Tuesday, August 12, 2008

Pwned! When Hackers Get Hacked

They had no idea it was happening.
In the end, it was hackers at DefCon that got hacked.

After three days of software cracking duels and hacking seminars, self-described computer ninjas at the infamous gathering in Las Vegas found out Sunday that their online activities were hijacked without them catching on.

A standing-room crowd cheered admiringly as Tony Kapela and Alex Pilosov showed them how they were "pwned" by a simple technique that could be used to "steal the Internet."

"Pwned" is popular computer and video game culture slang playing off the word "owned" and is used to describe someone being totally dominated or humiliated online or in-game.

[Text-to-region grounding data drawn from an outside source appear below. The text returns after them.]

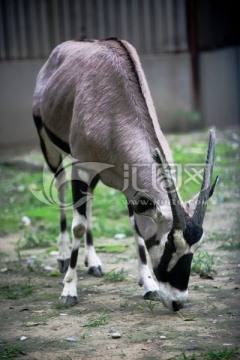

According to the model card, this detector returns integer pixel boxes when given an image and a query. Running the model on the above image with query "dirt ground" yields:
[0,197,240,360]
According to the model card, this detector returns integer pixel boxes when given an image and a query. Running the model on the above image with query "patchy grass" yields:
[0,278,34,299]
[95,244,128,253]
[83,309,111,328]
[103,268,127,282]
[206,347,239,359]
[191,251,215,279]
[0,344,24,359]
[170,347,239,360]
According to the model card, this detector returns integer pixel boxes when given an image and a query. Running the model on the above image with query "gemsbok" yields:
[33,38,218,311]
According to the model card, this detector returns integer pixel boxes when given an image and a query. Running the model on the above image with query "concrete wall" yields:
[200,47,240,129]
[0,60,44,148]
[0,47,239,149]
[142,53,193,132]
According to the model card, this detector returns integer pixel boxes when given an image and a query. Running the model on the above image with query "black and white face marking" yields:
[153,226,204,311]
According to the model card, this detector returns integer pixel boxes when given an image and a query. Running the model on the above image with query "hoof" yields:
[58,295,78,307]
[144,290,162,302]
[57,258,70,273]
[88,266,103,277]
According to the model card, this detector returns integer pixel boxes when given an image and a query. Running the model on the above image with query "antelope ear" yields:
[132,192,155,216]
[208,175,219,198]
[132,192,164,222]
[186,176,219,217]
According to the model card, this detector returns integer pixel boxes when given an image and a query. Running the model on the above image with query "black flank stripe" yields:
[70,248,79,268]
[33,115,43,131]
[138,245,147,265]
[60,218,67,232]
[33,116,59,173]
[89,174,100,191]
[43,124,71,154]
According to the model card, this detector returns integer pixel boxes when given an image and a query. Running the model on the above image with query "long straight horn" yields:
[155,148,186,230]
[192,129,218,226]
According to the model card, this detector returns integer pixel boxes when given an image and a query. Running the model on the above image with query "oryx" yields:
[33,38,218,311]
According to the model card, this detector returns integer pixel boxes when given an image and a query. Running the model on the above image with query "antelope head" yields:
[133,130,218,311]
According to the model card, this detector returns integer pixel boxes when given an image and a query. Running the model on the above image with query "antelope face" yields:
[153,224,204,311]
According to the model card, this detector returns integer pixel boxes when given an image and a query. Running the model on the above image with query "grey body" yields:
[33,39,172,198]
[33,39,218,311]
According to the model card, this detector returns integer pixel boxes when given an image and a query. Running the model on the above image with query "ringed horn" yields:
[155,129,219,230]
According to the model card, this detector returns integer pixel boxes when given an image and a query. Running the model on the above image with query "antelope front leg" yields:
[59,211,86,306]
[128,207,161,301]
[59,164,89,307]
[136,236,162,301]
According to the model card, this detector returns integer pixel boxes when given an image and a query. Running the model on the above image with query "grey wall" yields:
[0,47,239,148]
[142,53,193,132]
[0,60,44,148]
[200,47,240,129]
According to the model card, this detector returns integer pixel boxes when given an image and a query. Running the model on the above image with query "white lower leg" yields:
[61,212,86,300]
[136,237,159,295]
[85,198,102,271]
[61,265,78,298]
[85,244,102,268]
[58,231,71,260]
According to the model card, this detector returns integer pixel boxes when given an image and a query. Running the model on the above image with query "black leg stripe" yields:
[70,248,79,268]
[86,230,93,246]
[71,178,88,216]
[138,245,147,265]
[60,218,67,232]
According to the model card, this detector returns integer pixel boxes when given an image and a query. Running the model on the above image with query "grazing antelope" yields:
[33,38,218,311]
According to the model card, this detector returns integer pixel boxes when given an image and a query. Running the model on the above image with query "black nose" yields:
[172,301,183,312]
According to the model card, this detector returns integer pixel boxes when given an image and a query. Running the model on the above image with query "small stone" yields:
[60,313,68,316]
[187,344,198,351]
[49,251,59,256]
[66,337,80,342]
[114,233,126,240]
[81,288,89,292]
[25,322,39,327]
[20,336,27,341]
[160,336,166,339]
[21,216,31,226]
[111,332,122,339]
[43,265,54,271]
[26,257,36,267]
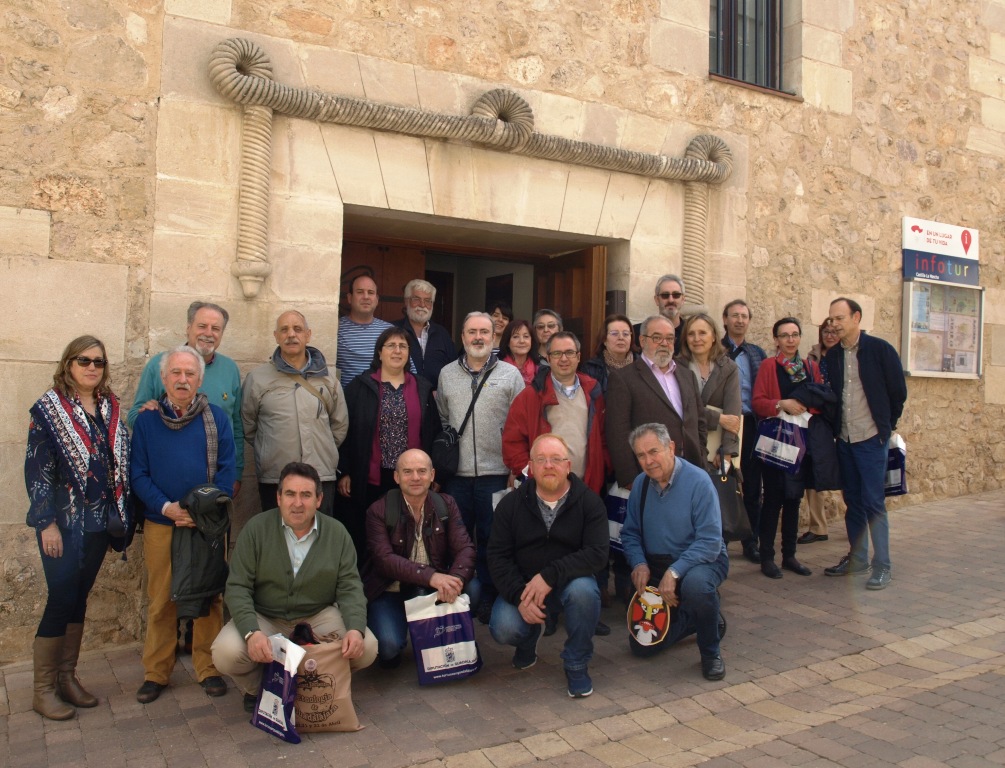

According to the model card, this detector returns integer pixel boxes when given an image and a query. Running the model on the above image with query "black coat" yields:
[488,475,609,606]
[338,372,441,510]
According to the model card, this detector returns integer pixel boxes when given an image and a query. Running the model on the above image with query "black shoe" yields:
[742,540,760,563]
[797,532,828,544]
[243,693,257,713]
[760,560,783,579]
[701,655,726,681]
[476,600,493,625]
[378,653,402,670]
[200,675,227,697]
[136,681,166,704]
[543,612,558,637]
[594,621,611,637]
[782,557,812,576]
[824,553,871,577]
[717,613,727,640]
[866,566,892,590]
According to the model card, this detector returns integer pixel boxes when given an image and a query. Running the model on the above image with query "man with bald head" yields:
[131,345,238,703]
[363,449,477,668]
[242,310,349,517]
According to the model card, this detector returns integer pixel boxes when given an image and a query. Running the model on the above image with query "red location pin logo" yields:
[961,230,972,254]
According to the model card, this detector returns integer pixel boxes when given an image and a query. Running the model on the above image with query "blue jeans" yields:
[445,475,508,599]
[368,580,482,662]
[489,576,600,671]
[629,552,728,660]
[838,436,891,570]
[37,530,109,637]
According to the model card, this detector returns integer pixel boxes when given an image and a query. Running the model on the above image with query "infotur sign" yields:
[902,216,979,286]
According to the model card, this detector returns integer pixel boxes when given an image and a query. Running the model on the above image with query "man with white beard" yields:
[393,278,456,390]
[437,312,525,622]
[128,301,244,491]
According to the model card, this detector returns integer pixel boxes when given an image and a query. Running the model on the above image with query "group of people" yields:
[24,271,907,718]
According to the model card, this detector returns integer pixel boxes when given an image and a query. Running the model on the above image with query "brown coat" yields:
[605,357,708,486]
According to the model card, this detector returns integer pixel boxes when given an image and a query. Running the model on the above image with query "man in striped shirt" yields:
[337,274,393,390]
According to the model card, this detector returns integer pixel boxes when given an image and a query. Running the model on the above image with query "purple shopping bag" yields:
[250,634,306,743]
[404,592,482,685]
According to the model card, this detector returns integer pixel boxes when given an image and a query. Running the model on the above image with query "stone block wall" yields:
[0,0,1003,660]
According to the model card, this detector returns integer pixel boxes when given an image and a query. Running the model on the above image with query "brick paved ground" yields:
[2,490,1003,768]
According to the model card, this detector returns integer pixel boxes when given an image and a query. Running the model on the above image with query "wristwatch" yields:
[669,568,680,581]
[244,630,258,642]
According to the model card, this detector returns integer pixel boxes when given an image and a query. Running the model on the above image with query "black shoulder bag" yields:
[430,366,493,481]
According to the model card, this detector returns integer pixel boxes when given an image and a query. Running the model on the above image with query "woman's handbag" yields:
[754,411,811,474]
[405,592,482,685]
[431,367,493,480]
[708,449,752,542]
[885,433,908,496]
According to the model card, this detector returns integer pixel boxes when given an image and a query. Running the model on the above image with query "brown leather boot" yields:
[57,623,98,708]
[33,636,75,720]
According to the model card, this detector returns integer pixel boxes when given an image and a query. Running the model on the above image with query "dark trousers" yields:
[37,530,109,637]
[446,474,508,603]
[758,464,802,562]
[740,413,762,544]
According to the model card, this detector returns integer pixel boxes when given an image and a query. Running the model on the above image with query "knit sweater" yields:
[130,403,237,527]
[619,458,725,579]
[436,356,525,477]
[127,351,244,473]
[226,509,368,639]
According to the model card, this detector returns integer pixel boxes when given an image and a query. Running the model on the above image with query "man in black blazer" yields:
[606,315,707,488]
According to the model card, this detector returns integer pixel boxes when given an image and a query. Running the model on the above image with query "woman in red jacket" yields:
[752,317,821,579]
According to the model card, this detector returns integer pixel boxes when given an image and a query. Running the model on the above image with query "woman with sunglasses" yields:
[25,336,131,719]
[338,327,441,569]
[798,319,844,545]
[752,318,822,579]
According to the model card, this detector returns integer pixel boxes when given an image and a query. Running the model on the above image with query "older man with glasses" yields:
[606,315,707,490]
[632,275,687,356]
[393,278,456,390]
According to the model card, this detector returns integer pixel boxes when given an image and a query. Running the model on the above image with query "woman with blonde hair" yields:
[25,335,131,719]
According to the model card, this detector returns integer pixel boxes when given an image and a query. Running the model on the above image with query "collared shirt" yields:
[840,338,879,443]
[641,353,683,418]
[724,337,753,413]
[282,514,320,577]
[651,456,685,498]
[536,487,569,532]
[388,496,431,593]
[416,322,430,355]
[551,373,581,400]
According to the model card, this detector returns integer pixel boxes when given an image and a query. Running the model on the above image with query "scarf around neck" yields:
[776,352,807,383]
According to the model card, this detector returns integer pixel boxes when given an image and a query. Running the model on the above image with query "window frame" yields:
[709,0,785,93]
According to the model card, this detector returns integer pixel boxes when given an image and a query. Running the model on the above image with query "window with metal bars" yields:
[709,0,784,91]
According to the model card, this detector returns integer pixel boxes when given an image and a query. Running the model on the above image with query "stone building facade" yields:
[1,0,1003,659]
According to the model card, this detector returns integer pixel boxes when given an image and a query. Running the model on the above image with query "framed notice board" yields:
[901,279,984,379]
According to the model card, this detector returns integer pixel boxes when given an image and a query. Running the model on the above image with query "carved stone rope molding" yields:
[208,38,733,300]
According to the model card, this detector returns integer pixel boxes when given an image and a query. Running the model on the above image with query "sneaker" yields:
[866,566,892,590]
[136,680,166,704]
[565,667,593,698]
[512,636,539,670]
[200,675,227,697]
[824,553,871,577]
[243,692,258,713]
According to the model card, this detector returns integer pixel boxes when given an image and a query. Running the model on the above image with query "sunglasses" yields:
[74,356,107,369]
[658,291,684,300]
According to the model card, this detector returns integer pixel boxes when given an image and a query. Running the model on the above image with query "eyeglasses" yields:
[822,329,839,336]
[74,356,107,368]
[642,334,674,346]
[658,291,683,300]
[607,331,632,339]
[548,350,579,360]
[776,333,801,340]
[382,343,409,351]
[531,456,571,466]
[535,322,559,331]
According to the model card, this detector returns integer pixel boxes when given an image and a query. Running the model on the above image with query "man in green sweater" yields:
[212,462,376,711]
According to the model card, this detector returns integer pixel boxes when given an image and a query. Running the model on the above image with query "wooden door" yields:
[534,246,607,352]
[340,241,425,323]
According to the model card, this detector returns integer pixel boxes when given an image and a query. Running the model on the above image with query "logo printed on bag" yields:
[433,623,462,637]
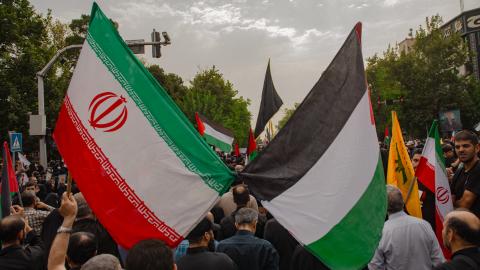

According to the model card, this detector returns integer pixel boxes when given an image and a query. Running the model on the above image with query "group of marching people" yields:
[0,129,480,270]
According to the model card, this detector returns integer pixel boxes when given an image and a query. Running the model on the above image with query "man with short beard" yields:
[434,210,480,269]
[451,131,480,217]
[177,217,236,270]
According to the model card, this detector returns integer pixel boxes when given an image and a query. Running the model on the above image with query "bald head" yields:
[233,184,250,207]
[0,215,25,244]
[443,210,480,249]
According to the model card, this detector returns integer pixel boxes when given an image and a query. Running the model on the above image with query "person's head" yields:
[386,185,404,214]
[454,131,479,163]
[24,181,40,194]
[186,217,215,250]
[406,141,414,149]
[80,254,122,270]
[0,215,27,246]
[126,239,176,270]
[234,165,244,173]
[442,144,455,159]
[21,191,36,208]
[66,232,98,268]
[74,193,94,219]
[233,184,250,208]
[442,210,480,252]
[235,208,258,233]
[411,149,423,170]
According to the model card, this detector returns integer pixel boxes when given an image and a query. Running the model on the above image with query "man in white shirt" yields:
[369,185,445,270]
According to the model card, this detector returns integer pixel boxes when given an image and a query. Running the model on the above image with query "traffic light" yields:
[151,29,161,58]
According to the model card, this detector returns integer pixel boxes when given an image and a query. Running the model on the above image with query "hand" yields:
[446,167,454,182]
[59,192,77,226]
[35,201,50,210]
[10,205,24,217]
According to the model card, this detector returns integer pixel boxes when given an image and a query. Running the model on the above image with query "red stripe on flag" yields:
[54,96,183,249]
[415,157,435,193]
[0,142,19,193]
[195,112,205,136]
[435,208,451,259]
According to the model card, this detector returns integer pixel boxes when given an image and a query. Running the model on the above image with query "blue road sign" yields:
[9,132,22,152]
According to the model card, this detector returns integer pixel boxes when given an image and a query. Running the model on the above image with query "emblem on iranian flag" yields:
[88,92,128,132]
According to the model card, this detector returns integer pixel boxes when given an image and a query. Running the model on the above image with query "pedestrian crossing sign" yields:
[9,132,22,152]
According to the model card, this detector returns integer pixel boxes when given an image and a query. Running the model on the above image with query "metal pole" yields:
[37,75,47,169]
[36,44,83,169]
[460,0,464,13]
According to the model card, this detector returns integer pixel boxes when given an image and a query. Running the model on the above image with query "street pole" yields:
[36,44,83,168]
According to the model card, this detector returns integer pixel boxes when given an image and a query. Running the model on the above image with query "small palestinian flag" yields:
[53,3,234,248]
[240,23,386,269]
[195,112,234,153]
[247,128,257,162]
[1,142,19,218]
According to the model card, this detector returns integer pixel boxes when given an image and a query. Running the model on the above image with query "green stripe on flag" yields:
[204,134,232,153]
[86,3,233,194]
[306,154,386,270]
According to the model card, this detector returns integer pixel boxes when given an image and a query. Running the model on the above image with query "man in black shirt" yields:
[451,131,480,218]
[177,217,236,270]
[0,206,44,270]
[217,208,279,270]
[434,210,480,270]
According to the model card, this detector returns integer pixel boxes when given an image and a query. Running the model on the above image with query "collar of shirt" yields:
[388,211,407,220]
[186,246,208,255]
[452,247,480,259]
[236,230,254,236]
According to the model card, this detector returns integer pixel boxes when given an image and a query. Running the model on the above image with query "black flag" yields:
[254,60,283,138]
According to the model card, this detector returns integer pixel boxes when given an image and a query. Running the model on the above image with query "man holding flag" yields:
[387,111,422,218]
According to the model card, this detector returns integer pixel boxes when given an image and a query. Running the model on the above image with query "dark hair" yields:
[446,217,480,245]
[233,184,250,207]
[67,232,97,266]
[126,239,174,270]
[454,130,479,145]
[25,181,37,189]
[442,144,453,153]
[21,191,36,207]
[186,217,213,243]
[413,148,423,156]
[0,216,25,243]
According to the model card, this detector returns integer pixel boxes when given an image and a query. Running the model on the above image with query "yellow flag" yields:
[387,111,422,218]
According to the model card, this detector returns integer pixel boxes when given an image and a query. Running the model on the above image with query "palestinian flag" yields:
[384,126,390,146]
[415,120,453,257]
[254,59,283,138]
[1,142,19,218]
[195,112,234,153]
[53,3,234,248]
[247,128,257,162]
[240,23,386,269]
[387,111,422,218]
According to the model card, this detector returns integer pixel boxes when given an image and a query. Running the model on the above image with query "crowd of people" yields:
[0,130,480,270]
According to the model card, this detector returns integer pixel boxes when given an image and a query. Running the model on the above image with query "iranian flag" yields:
[53,3,234,248]
[415,120,453,257]
[195,112,234,153]
[240,23,386,269]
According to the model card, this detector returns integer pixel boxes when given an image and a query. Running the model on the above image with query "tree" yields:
[367,15,480,138]
[0,0,56,151]
[147,65,187,102]
[277,103,299,130]
[180,67,251,146]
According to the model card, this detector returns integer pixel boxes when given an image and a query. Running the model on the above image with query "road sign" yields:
[9,132,22,152]
[125,39,145,54]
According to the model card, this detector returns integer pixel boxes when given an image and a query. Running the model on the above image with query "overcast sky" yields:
[31,0,479,125]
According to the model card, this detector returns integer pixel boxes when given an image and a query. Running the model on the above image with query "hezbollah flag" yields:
[240,23,386,269]
[53,3,234,248]
[195,112,234,153]
[1,142,19,218]
[416,120,453,257]
[387,111,422,218]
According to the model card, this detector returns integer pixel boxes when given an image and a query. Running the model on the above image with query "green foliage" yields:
[179,67,251,146]
[147,65,188,102]
[277,103,299,130]
[367,15,480,138]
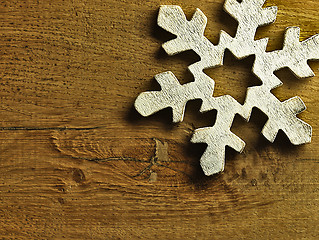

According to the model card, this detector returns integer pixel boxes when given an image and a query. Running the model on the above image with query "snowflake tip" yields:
[159,6,208,56]
[191,126,245,176]
[158,5,186,35]
[282,27,317,78]
[134,72,187,122]
[283,96,306,115]
[262,118,312,145]
[261,96,312,145]
[224,0,277,27]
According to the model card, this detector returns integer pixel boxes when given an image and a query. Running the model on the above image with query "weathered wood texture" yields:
[0,0,318,239]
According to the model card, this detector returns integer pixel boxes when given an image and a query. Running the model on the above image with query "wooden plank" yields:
[0,0,318,239]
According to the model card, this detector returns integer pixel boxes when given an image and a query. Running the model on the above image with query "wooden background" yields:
[1,0,319,239]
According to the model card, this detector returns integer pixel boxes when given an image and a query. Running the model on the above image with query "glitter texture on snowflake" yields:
[135,0,319,176]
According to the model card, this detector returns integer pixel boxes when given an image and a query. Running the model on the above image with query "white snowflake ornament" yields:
[135,0,319,176]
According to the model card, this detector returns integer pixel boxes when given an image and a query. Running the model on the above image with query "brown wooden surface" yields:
[0,0,319,239]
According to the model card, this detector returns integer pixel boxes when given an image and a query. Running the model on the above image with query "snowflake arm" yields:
[135,71,214,122]
[243,27,319,145]
[222,0,278,58]
[191,95,246,175]
[135,5,224,122]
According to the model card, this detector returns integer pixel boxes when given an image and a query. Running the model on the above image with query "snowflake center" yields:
[205,50,261,104]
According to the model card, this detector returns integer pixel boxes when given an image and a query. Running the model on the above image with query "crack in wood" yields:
[55,137,195,181]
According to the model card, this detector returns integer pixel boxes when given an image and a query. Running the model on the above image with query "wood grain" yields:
[0,0,319,239]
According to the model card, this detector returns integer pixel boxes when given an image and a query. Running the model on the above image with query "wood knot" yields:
[57,197,65,205]
[72,168,86,184]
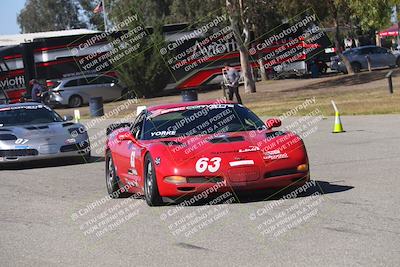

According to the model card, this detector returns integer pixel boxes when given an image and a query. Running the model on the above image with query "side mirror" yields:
[266,118,281,130]
[63,115,74,121]
[117,131,136,143]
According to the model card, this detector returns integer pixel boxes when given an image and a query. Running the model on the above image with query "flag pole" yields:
[102,0,108,32]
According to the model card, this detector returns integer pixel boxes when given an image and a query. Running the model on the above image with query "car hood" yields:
[141,130,307,177]
[0,121,83,140]
[144,130,302,160]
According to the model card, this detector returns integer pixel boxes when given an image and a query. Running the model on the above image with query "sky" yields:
[0,0,26,35]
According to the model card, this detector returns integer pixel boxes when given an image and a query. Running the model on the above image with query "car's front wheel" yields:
[144,154,163,206]
[106,150,122,198]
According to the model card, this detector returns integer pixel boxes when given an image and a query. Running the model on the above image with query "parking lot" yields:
[1,115,399,266]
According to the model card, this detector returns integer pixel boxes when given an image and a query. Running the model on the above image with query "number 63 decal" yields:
[195,157,221,173]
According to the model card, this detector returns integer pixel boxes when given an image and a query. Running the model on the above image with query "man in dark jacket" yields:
[30,79,44,102]
[223,63,242,104]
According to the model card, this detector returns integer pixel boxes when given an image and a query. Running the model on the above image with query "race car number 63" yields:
[195,157,221,173]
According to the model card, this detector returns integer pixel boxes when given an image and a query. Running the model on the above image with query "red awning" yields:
[379,24,399,37]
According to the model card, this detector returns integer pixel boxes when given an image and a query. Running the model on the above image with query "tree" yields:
[107,0,171,97]
[167,0,225,23]
[327,0,355,74]
[18,0,84,33]
[247,0,282,81]
[226,0,256,93]
[279,0,397,75]
[349,0,394,31]
[78,0,105,31]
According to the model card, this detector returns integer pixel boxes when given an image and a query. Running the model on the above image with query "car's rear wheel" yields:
[121,88,134,100]
[144,154,163,206]
[68,95,83,108]
[106,150,122,198]
[351,62,361,73]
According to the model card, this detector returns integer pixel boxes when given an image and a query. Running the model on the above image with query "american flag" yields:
[93,1,103,14]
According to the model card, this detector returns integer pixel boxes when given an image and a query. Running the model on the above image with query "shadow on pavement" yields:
[166,180,353,206]
[0,156,105,170]
[233,180,354,204]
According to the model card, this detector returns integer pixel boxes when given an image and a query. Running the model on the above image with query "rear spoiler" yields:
[106,122,133,136]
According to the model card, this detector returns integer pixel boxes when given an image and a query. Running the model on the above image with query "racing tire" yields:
[351,62,361,73]
[106,150,122,198]
[68,95,83,108]
[144,153,163,206]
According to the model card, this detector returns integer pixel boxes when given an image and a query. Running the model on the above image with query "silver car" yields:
[0,103,90,164]
[331,45,400,73]
[49,74,129,108]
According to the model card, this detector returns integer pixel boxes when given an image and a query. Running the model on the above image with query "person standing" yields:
[30,79,44,103]
[223,63,242,104]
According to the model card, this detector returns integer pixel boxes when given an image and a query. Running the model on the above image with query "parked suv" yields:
[49,74,130,108]
[331,45,400,73]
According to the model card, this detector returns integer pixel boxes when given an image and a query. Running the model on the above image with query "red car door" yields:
[113,114,146,190]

"It's a nearly invisible exploitation," Kapela said while revealing a hack that exploits fundamental Internet routing procedure to hijack online traffic unnoticed. "A level of invisibility that is unparalled."
The beauty of the technique presented by Alex Pilosov and Kapela is that hackers don't need to break into websites or plant malicious computer code to control and tamper with data travelling the Internet, the presentation showed.

Instead, the Internet is duped into sending people's data to hackers.

"Someone can passively intercept traffic," Kapela explained. "We can store, drop, filter, mutilate, grope, or modify data heading to you."

The tens of thousands of networks handling traffic on the Internet are programmed to trust each other for the best routes for data.

The choice of optimal routes is made instantly; decided by a network claiming the longest numerical Internet addresses for data destination.

A hacker can hijack traffic to and from websites of choice by adding enough numbers to computer addresses to have his or her network automatically deemed the best path for the data.

"We construct the man-in-the-middle attack on the Internet," Kapela said, referring to a classic hack in which someone gets between a computer user and their online destination.

"Internet routing is inherently trust based. We told the route that we know the best way to an address. A hacker could blast a lot of spam or launch a lot of phishing attacks."